Волосы ее были очень темного коричневого цвета, но без отлива в черный, глаза – шоколадный миндаль, а соски… Она приспустила шелковую сорочку до талии, чтобы полюбоваться совершенством слегка смуглых, безупречной формы грудей с упругими коричневыми сосками.

Она вспоминала, как ночью Луис ласкал их до изнеможения, пока не вошел в нее, а потом один-два резких толчка – и все было кончено. Он скатился с нее, потянулся за сигаретой и, отвернувшись, заснул. Он использовал ее как puta – шлюху. Ее мать была puta. Некоторые думали то же и о Розалинд.

Ее рука непроизвольно потянулась к левой груди. Она еще оставалась скользкой от лосьона доктора Гино, и ощущение было особенно приятным. Нежно поглаживая грудь, Розалинд наблюдала в зеркале, как твердел ее коричневый сосок, пока он не стал похож на почку, которая вот-вот лопнет. Несмотря на злость и сексуальную неудовлетворенность от проведенной ночи, Розалинд почувствовала, как участилось ее дыхание.

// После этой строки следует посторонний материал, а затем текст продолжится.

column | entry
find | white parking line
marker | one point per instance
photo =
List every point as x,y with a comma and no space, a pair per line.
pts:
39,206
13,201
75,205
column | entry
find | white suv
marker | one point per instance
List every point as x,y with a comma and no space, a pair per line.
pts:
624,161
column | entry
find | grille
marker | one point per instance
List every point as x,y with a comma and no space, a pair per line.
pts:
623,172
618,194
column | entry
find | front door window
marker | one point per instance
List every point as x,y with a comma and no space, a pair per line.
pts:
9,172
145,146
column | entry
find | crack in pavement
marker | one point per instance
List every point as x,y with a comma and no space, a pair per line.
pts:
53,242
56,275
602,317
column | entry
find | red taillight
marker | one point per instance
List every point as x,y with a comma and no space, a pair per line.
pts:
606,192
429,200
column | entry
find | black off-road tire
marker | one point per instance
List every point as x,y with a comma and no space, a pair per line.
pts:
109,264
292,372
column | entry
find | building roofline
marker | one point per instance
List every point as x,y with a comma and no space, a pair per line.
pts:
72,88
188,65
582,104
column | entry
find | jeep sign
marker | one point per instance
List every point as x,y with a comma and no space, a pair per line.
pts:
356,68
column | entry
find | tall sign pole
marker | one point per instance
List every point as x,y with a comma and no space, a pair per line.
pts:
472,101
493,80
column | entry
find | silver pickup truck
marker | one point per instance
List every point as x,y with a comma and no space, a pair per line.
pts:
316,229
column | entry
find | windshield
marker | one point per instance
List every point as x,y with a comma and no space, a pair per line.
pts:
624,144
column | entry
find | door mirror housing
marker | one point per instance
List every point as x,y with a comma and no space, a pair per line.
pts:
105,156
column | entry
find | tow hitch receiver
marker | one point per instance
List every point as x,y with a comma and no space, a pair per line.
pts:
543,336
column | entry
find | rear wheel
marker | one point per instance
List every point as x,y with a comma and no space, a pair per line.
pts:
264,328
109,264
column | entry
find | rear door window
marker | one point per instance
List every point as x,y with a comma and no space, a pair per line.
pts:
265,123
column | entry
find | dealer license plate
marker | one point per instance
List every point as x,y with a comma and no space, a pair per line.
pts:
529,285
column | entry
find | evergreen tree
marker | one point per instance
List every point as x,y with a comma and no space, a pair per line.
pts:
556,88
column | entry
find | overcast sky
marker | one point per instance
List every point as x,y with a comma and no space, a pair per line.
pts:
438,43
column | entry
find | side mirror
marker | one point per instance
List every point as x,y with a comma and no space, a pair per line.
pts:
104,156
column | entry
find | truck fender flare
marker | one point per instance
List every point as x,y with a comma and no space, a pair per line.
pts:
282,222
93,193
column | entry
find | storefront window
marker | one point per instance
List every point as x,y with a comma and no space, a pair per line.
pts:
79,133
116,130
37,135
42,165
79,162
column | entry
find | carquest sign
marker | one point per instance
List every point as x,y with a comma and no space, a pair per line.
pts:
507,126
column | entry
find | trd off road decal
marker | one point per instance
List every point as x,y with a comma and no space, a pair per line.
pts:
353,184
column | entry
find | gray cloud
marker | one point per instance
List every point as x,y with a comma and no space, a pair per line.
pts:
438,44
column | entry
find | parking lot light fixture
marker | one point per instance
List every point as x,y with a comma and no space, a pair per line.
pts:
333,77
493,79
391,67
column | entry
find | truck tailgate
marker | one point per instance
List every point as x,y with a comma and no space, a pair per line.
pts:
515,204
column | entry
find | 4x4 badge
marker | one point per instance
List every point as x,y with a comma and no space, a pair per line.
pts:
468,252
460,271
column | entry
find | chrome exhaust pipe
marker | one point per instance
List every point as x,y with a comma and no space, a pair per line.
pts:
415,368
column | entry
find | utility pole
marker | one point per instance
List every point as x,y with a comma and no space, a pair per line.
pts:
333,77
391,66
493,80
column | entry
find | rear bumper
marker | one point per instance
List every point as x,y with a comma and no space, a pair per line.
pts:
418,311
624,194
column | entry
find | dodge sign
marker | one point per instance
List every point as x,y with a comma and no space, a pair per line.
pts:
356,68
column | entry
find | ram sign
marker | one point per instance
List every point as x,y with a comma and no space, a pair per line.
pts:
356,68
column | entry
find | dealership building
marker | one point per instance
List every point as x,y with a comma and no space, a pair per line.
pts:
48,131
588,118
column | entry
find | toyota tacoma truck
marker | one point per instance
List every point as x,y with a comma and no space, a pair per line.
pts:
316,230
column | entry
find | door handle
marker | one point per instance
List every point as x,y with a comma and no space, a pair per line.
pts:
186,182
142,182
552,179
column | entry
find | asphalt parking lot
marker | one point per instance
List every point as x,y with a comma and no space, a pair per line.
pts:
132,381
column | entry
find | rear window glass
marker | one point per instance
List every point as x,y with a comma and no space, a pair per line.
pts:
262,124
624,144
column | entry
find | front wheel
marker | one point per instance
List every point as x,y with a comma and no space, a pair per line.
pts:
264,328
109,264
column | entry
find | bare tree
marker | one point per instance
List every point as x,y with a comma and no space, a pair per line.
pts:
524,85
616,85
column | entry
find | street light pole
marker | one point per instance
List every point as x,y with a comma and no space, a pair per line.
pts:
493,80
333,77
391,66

Лаская себя в уединении своей роскошной мраморной ванной, она испытывала возбуждение, не сравнимое с тем постыдным сеансом секса, который устроил прошлой ночью Луис, даже не позаботившись об ее удовлетворении. В порыве злости она начала гладить себя более чувственно. Что бы подумали, увидев ее сейчас, те миллионы мужчин, которые все эти годы так жаждут ее?

Внезапно она отодвинулась от зеркала, прошла к стенному шкафу и вытащила оттуда изящную накидку из белого горностая. Бросив ее на пол ванной, она легла, устремив взгляд на зеркальный потолок.

От увиденного в зеркале большинство мужчин Америки пришло бы в состояние крайнего возбуждения. Янтарная кожа, аппетитные, упругие руки и ноги. Лицо и волосы были не так хороши, но близорукая Розалинд все равно этого не замечала и потому не переживала. Ее руки скользили по телу, пропитанному кремом доктора Гино по двести долларов за унцию (экстравагантно, но что делать!); она возбуждала себя так, как только сама умела это делать. Она застонала, наблюдая в зеркале свой оргазм. Ощущение взволновало ее, и Луис был забыт. Удовольствие, которое она получила от своего тела, вытеснило все другие мысли. И даже звонок телефона не смог прервать ее восхитительного блаженства. Один, два, четыре, пять звонков – телефон разрывался. В конце концов, изможденная и удовлетворенная, как никогда за последние недели, она перевернулась, отбросила меховую накидку на стул и сняла трубку.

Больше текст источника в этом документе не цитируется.